There’s a few recurring literary devices throughout the book, for example, repetition in “Resistance (Goes Bump in the Night)” with lines like: “She is platinum. / She is platinum.” Can you explain the use and importance of one of these devices as a driving force at work here? And which one is your all-time favorite (if you have one)?
I like that repetition drills certain words, phrases, objects, and moments into your head. It’s sort of my way of capturing fixation. Like, if I was talking to myself out loud and felt really anxious, repeating something three times might indicate being caught in a mental loop. It’s like being stuck and ramming into a door until threshold busts. I’ve also used repetition to emphasize feelings of euphoria or strong sexual energy. Again, saying the words out loud in a paced and silky manner – it’s like a concoction. It becomes decadent and is reminiscent of gyrating, stroking, or swirling melted chocolate. I’ve learned that even just the execution of repetition can be super visual.
What writing exercises help the most in your process? How did those practices manifest for this project?
I always love to have my friends choose five random words for me and assign a topic. The more specific, the better. Or, I’ll have someone choose a title for me. There are a few poems that played with exercises like these, but I challenged myself to write more form poems in this collection. [For example,] “Slim Jim” is a pantoum and “Moss” is a villanelle. It all definitely contributes to the silly and nonsensical nature of certain pieces. The strict rules of form poetry help to kind of reel back in and reassess other pieces that might have lacked direction or cohesion.

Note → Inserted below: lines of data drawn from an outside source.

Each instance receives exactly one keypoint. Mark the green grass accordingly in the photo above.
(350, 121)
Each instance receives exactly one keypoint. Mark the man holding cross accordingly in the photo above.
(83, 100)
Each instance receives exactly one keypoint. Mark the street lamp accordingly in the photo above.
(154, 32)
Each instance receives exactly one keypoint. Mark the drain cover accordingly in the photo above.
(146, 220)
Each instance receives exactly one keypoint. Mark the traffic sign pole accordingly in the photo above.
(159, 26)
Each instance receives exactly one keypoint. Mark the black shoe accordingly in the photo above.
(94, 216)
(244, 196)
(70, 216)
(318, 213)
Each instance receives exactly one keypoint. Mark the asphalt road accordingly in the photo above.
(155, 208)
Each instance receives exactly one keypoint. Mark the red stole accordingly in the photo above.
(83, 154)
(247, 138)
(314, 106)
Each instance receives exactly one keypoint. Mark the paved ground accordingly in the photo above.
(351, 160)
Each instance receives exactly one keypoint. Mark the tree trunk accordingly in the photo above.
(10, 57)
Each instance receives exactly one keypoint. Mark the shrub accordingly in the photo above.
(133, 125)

What do you hope the reader will take away the most from Keep Her in Your Mouth?
I hope that readers can have a serious conversation with themselves about leaning into experiences and embracing the scary and unexpected. Say yes to everything at least once, whatever that means for you. Feel everything. Enjoy a meal together. Don’t be afraid of reflecting, but don’t live in it. Love on your own terms, but show up for yourself first. Learn how to come back to yourself.
A big thanks to Steph for this interview of such a stunning book. Please preorder/order Keep Her in Your Mouth from Thirty West Publishing House!
KRISTINE ESSER SLENTZ is a queer, experimental poet from northwest Indiana and the Chicagoland area. She is a Purdue University alum who double-majored in English literature and creative writing. Recently, she earned her MFA in creative writing (poetry) at City College of New York where she is an adjunct professor and an organizer of the MFA Reading Series. Some places her poetry has appeared in or is forthcoming include Yes Poetry, Moonchild Magazine, The Shallow Ends, Glass Poetry, Pink Plastic House, Barren Magazine, Crab Fat Magazine, Philosophical Idiot, and Flying Island Journal where she was nominated for a 2017 Pushcart Prize.